On 16.06.2014 08:38, Martin Kletzander wrote:
On Fri, Jun 13, 2014 at 04:30:41PM +0200, Michal Privoznik wrote:
On 13.06.2014 10:28, Daniel P. Berrange wrote:
On Thu, Jun 12, 2014 at 07:21:47PM +0200, Martin Kletzander wrote:
On Thu, Jun 12, 2014 at 02:30:50PM +0100, Daniel P. Berrange wrote:
On Tue, Jun 10, 2014 at 07:21:12PM +0200, Michal Privoznik wrote:
There are two places where you'll find info on huge pages. The first one is under <cpu/> element, where all supported huge page sizes are listed. Then the second one is under each <cell/> element which refers to concrete NUMA node. At this place, the size of huge page's pool is reported. So the capabilities XML looks something like this:
<capabilities>
<host> <uuid>01281cda-f352-cb11-a9db-e905fe22010c</uuid> <cpu> <arch>x86_64</arch> <model>Westmere</model> <vendor>Intel</vendor> <topology sockets='1' cores='1' threads='1'/> ... <pages unit='KiB' size='1048576'/> <pages unit='KiB' size='2048'/>
Should have normal sized pages (ie 4k on x86) too, to avoid apps having to special case small pages.

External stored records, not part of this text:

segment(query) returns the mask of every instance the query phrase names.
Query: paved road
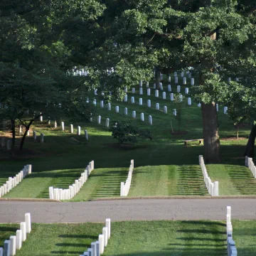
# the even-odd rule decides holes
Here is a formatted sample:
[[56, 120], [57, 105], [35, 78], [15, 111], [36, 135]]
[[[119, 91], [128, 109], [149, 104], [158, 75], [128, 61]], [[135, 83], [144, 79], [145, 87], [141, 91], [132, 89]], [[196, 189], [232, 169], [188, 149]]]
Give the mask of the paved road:
[[256, 199], [137, 199], [80, 203], [0, 201], [0, 223], [19, 223], [26, 213], [35, 223], [159, 220], [256, 220]]

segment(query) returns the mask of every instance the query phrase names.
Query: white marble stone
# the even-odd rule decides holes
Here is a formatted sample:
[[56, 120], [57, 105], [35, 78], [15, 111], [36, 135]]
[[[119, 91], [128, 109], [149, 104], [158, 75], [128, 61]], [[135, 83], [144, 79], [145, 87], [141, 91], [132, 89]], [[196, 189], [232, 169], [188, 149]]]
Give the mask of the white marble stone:
[[155, 97], [158, 97], [159, 96], [159, 92], [158, 90], [155, 90]]
[[153, 124], [152, 116], [151, 116], [151, 115], [149, 116], [149, 124], [150, 125]]
[[16, 236], [10, 236], [10, 256], [16, 255]]
[[181, 92], [181, 85], [177, 85], [177, 92], [178, 93]]
[[195, 85], [195, 79], [194, 79], [194, 78], [191, 78], [191, 85]]
[[174, 93], [171, 93], [170, 96], [171, 96], [171, 101], [174, 101]]
[[87, 130], [85, 130], [85, 137], [87, 140], [88, 140], [88, 132]]
[[25, 242], [26, 240], [26, 222], [20, 223], [20, 230], [21, 230], [22, 242]]
[[191, 105], [191, 97], [188, 97], [188, 106]]
[[132, 118], [136, 118], [136, 111], [132, 112]]
[[107, 110], [111, 110], [111, 103], [107, 103]]
[[142, 120], [142, 122], [144, 121], [144, 113], [141, 113], [141, 120]]
[[106, 119], [106, 127], [110, 127], [110, 119], [109, 118]]
[[77, 134], [81, 135], [81, 127], [80, 127], [80, 126], [78, 126]]

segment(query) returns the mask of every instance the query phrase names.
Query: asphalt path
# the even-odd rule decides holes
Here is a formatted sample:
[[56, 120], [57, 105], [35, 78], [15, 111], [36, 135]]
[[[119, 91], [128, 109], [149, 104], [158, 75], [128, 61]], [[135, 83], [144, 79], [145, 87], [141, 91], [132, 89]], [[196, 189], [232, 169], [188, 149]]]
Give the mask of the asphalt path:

Since we have to special-case small pages and kernel (at least to my knowledge) doesn't expose that information by classic means, I think reporting only hugepages is actually what we want here. For normal memory there are existing APIs already.
Hugepages are different mainly because of one thing. The fact that there are some hugepages allocated is known by the user of the machine (be it mgmt app or an admin) and these hugepages were allocated for some purpose. It is fairly OK to presume that the number of hugepages (free or total) will change only when and if the user wants to (e.g. running a machine with specified size and hugepages). That cannot be said about small pages, though, and I think it is fair reason to special-case normal pages like this.
That difference is something that's only relevant to the person who is provisioning the machine though. For applications consuming the libvirt APIs it is not relevant. For OpenStack we really want to have normal size pages dealt with the in the same way as huge pages since it will simplify our schedular/placement logic. So I really want these APIs to do this in libvirt so that OpenStack doesn't have to reverse engineer this itself.
But if we go this way, there are black holes hidden. For instance, the sizeof(ordinary pages pool). This is not accessible anywhere and the only algorithm I can think of is to take [(MemTotal on NODE #i) - sum(mem taken by all huge pages)] / PAGE_SIZE. So for instance on my machine where I have 1GB huge page per NUMA node, and 3 2MB per NUMA node:
# grep MemTotal /sys/devices/system/node/node0/meminfo Node 0 MemTotal: 4054408 kB
# cat /sys/devices/system/node/node0/hugepages/hugepages-1048576kB/nr_hugepages 1
# cat /sys/devices/system/node/node0/hugepages/hugepages-2048kB/nr_hugepages 3
# getconf PAGESIZE 4096
(4054408 - (1*1048576 + 3*2048)) / 4 = 2999688 / 4 = 749922 ordinary pages. But it's not that simple as not all pages are available. Some are reserved for DMA transfers, some for kernel itself, etc. Without overcommit it's impossible to allocate that nearly 3GB. Is this something we really want to do?
I've found one other way to get the number of free normal pages. It looks like nr_free_pages in /proc/zoneinfo is what Daniel wants to report probably. But given the fact that this is something that might not be true even in the time of parsing the file, I'm still not convinced it's something you want to report. Bit more accurate would be having the amount of memory that might be available to the machine. Although with overcommit settings and file caches this might not be feasible.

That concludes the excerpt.